Die Erfindung beschreibt ein Verfahren sowie eine zugehörige Apparatur zur in situ Regeneration von Knorpeldefekten.


Hintergrund

Das mit Abstand größte Teilsegment innerhalb der stationären medizinischen Versorgung in Deutschland bilden die operativen Eingriffe an den Bewegungsorganen. Mit etwa 4 Millionen Eingriffen pro Jahr und einem überdurchschnittlichen Wachstum von 19% pro Jahr weist dieser Behandlungsbereich die größten Fallzahlen auf. Die reparative Therapie von Knorpeldefekten, welche auf vielfältige Ursachen zurückgeführt werden können, stellt diesbezüglich eine beträchtliche Fallgruppe dar.


Problemstellung

Da sich der hyaline Gelenkknorpel insbesondere bei Erwachsenden häufig nur unvollständig regeneriert und gleichzeitig eine Ausweitung der Schädigung verhindert werden muss, sind reparative Eingriffe bei Knorpeldefekten in der Regel erforderlich. In der Praxis existieren hierfür bereits verschiedene Therapieansätze. Bisherige in vitro Untersuchungen ergaben, dass für den Aufbau von Knorpelstrukturen eine elektrische Stimulation förderlich ist. Allerdings sind für die Therapie von Knorpelgewebe aktuell keine geeigneten invasiv wirkenden elektrostimulierenden Implantate bekannt.


Lösung

Basierend auf dieser Beobachtung haben die Erfinder der vorliegenden Innovation ein neuartiges Therapieverfahren entwickelt. Durch das Implantat werden elektrische Felder im Zielgewebe mit Hilfe von sich gegenüberliegenden, in Knochen eingepflanzten Elektroden mit mehreren Segmenten erzeugt.  Dadurch entsteht über dem Knorpeldefekt ein homogenes elektrisches Feld, welches einen stimulierenden Effekt auf die Zelldifferenzierung besitzt und somit die Ablagerung knorpelspezifischer Matrix im Knorpel anregt.

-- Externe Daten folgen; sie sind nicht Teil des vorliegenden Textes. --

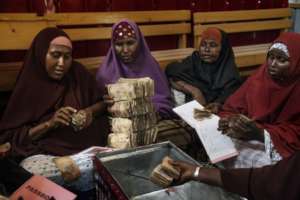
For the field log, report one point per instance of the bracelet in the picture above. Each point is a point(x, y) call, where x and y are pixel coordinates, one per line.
point(196, 172)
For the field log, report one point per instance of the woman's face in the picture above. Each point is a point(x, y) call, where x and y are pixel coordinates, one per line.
point(126, 49)
point(58, 61)
point(278, 64)
point(209, 50)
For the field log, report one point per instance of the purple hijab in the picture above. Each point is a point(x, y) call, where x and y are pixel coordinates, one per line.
point(144, 66)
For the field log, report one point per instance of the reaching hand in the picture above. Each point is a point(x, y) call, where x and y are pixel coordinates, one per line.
point(62, 117)
point(213, 107)
point(186, 170)
point(4, 149)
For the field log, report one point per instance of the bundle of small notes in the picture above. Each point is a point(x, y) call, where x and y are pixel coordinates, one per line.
point(164, 174)
point(134, 118)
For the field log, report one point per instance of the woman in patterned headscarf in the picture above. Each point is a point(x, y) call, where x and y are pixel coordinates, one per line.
point(130, 57)
point(263, 116)
point(209, 75)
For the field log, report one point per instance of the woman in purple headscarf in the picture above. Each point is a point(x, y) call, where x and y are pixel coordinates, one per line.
point(129, 57)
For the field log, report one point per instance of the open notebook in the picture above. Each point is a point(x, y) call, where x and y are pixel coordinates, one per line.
point(217, 146)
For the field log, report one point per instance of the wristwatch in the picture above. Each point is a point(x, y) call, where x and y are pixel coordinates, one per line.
point(196, 172)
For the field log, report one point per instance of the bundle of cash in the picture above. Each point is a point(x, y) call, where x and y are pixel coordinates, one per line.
point(134, 118)
point(146, 83)
point(134, 107)
point(143, 137)
point(133, 124)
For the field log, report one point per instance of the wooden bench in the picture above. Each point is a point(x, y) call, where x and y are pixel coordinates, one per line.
point(241, 22)
point(18, 30)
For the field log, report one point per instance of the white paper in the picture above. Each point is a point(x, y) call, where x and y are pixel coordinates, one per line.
point(217, 146)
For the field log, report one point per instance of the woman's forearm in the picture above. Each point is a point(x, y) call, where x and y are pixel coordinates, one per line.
point(40, 130)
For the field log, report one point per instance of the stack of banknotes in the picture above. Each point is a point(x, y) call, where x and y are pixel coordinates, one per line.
point(133, 114)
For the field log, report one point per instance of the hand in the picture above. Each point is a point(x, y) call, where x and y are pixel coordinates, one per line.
point(223, 125)
point(62, 117)
point(213, 107)
point(4, 149)
point(186, 170)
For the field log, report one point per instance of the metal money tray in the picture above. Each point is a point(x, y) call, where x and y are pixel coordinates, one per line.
point(131, 169)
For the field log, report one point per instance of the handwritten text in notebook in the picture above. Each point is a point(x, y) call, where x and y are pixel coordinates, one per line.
point(217, 146)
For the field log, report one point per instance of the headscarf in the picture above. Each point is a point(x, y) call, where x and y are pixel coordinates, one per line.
point(273, 105)
point(36, 97)
point(144, 66)
point(276, 182)
point(216, 80)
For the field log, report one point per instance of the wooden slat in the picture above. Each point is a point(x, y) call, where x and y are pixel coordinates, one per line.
point(244, 59)
point(247, 27)
point(80, 34)
point(113, 17)
point(243, 15)
point(19, 17)
point(18, 35)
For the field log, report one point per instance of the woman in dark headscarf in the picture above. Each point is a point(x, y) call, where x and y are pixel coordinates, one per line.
point(51, 90)
point(209, 75)
point(134, 60)
point(263, 116)
point(56, 109)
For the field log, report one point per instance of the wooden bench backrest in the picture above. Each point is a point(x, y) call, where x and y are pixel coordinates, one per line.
point(242, 21)
point(18, 30)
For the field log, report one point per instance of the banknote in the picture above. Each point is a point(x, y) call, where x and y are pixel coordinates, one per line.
point(131, 108)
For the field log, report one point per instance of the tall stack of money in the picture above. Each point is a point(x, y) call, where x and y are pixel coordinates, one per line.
point(133, 114)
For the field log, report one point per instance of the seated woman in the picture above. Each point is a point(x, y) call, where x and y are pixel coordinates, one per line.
point(56, 108)
point(273, 182)
point(263, 115)
point(209, 75)
point(130, 57)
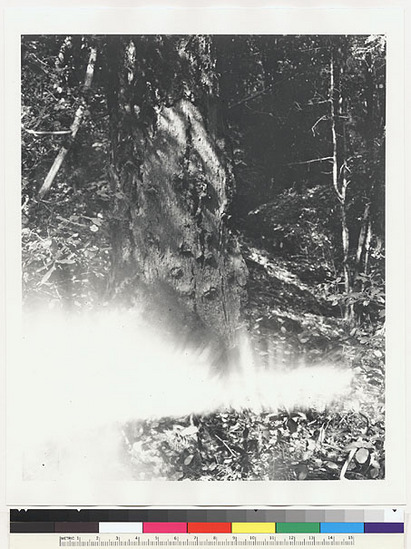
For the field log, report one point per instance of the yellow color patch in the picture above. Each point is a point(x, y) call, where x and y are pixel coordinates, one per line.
point(253, 527)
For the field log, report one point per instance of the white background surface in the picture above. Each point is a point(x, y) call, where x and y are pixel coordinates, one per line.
point(304, 22)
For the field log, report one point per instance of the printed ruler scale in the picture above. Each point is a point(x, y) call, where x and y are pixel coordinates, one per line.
point(243, 541)
point(206, 528)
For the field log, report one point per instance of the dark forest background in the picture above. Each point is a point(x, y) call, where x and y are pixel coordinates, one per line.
point(221, 183)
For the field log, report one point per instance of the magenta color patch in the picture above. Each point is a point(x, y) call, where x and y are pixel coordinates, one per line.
point(165, 527)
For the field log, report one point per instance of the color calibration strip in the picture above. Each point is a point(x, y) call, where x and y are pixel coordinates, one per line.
point(208, 521)
point(209, 527)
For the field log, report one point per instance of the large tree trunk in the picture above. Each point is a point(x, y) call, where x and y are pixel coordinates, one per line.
point(172, 251)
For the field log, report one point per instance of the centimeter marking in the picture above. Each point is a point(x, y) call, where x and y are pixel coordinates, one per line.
point(289, 541)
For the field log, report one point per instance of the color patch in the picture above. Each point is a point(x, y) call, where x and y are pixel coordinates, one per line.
point(342, 528)
point(253, 527)
point(384, 528)
point(120, 527)
point(209, 528)
point(298, 527)
point(164, 527)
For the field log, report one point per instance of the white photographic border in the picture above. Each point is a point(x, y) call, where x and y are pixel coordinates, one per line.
point(215, 20)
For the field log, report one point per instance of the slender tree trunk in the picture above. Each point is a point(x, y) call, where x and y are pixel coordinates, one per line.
point(340, 189)
point(78, 117)
point(172, 252)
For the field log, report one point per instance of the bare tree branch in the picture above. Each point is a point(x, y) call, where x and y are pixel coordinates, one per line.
point(35, 132)
point(323, 159)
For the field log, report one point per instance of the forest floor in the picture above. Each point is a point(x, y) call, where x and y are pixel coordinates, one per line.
point(291, 326)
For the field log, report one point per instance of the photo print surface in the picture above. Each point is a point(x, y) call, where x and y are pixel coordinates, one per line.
point(203, 244)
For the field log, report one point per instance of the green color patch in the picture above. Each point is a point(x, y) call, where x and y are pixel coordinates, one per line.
point(298, 528)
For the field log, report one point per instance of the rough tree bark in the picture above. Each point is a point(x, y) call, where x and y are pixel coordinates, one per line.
point(172, 251)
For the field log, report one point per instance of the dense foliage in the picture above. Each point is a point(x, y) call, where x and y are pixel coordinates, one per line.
point(303, 118)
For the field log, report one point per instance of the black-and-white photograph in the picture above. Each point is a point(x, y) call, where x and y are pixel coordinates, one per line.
point(203, 257)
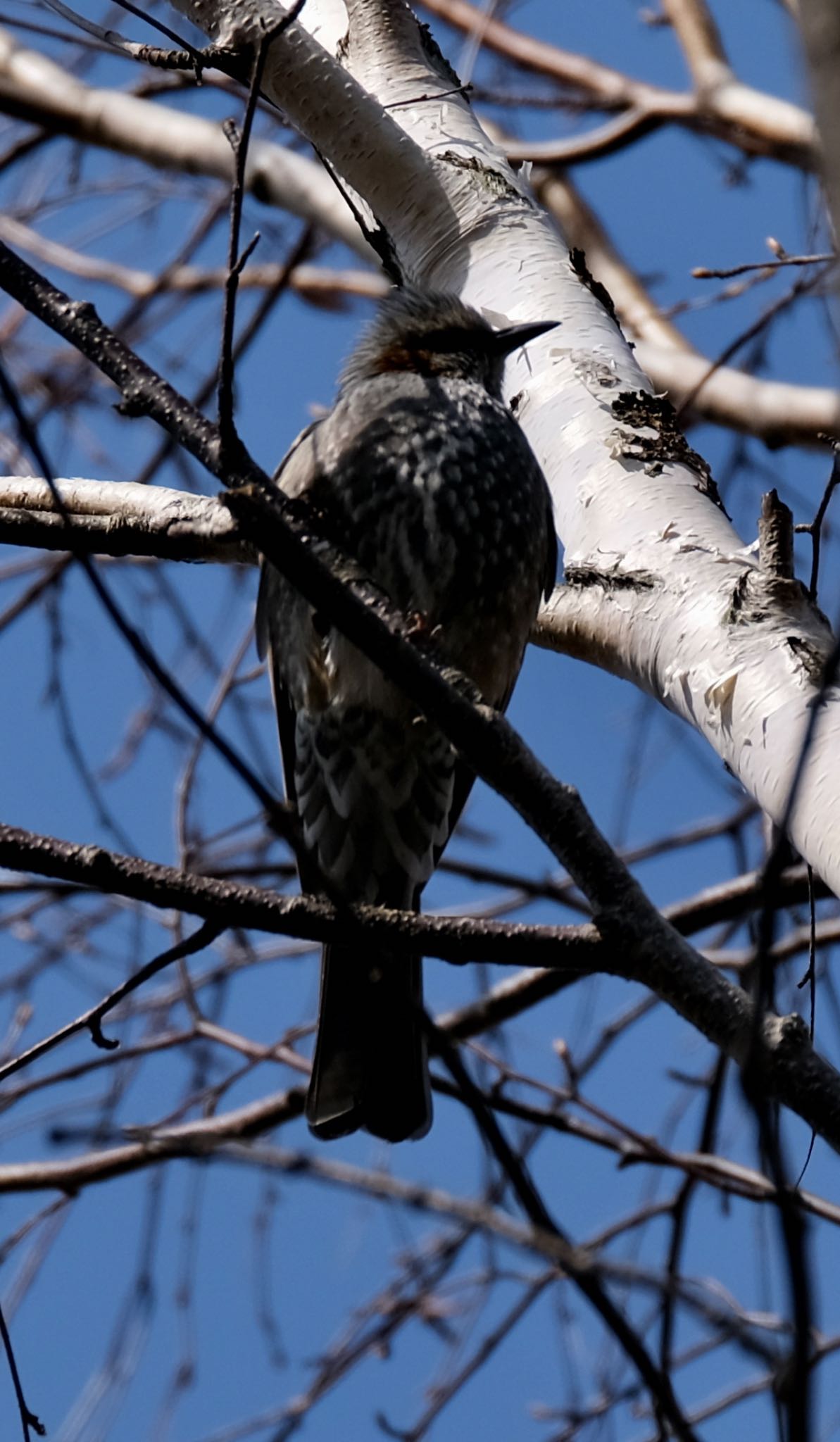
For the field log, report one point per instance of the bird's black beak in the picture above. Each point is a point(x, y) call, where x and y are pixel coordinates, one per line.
point(515, 337)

Ziel der Therapiemethode ist es, die intrinsische Regenerationsfähigkeit des Knorpelgewebes zu steigern bzw. die Ausdehnung der Knorpelläsion zu verzögern oder gar zu verhindern. Das Implantatsystem lässt sich nach der Beendigung der Therapie ohne tiefergreifende Auswirkungen auf den Knochen operativ entfernen.

 


Vorteile

  • invasive Therapiemethode zur Stärkung der Knorpelstruktur und
  • Prävention eines Knorpelschadens bzw. Gelenkverschleißes

Anwendungsbereiche

Medizintechnik


Service

Die deutsche Patentanmeldung ist anhängig. Es werden Unternehmen für die kommerzielle Nutzung sowie für Entwicklungskooperationen gesucht.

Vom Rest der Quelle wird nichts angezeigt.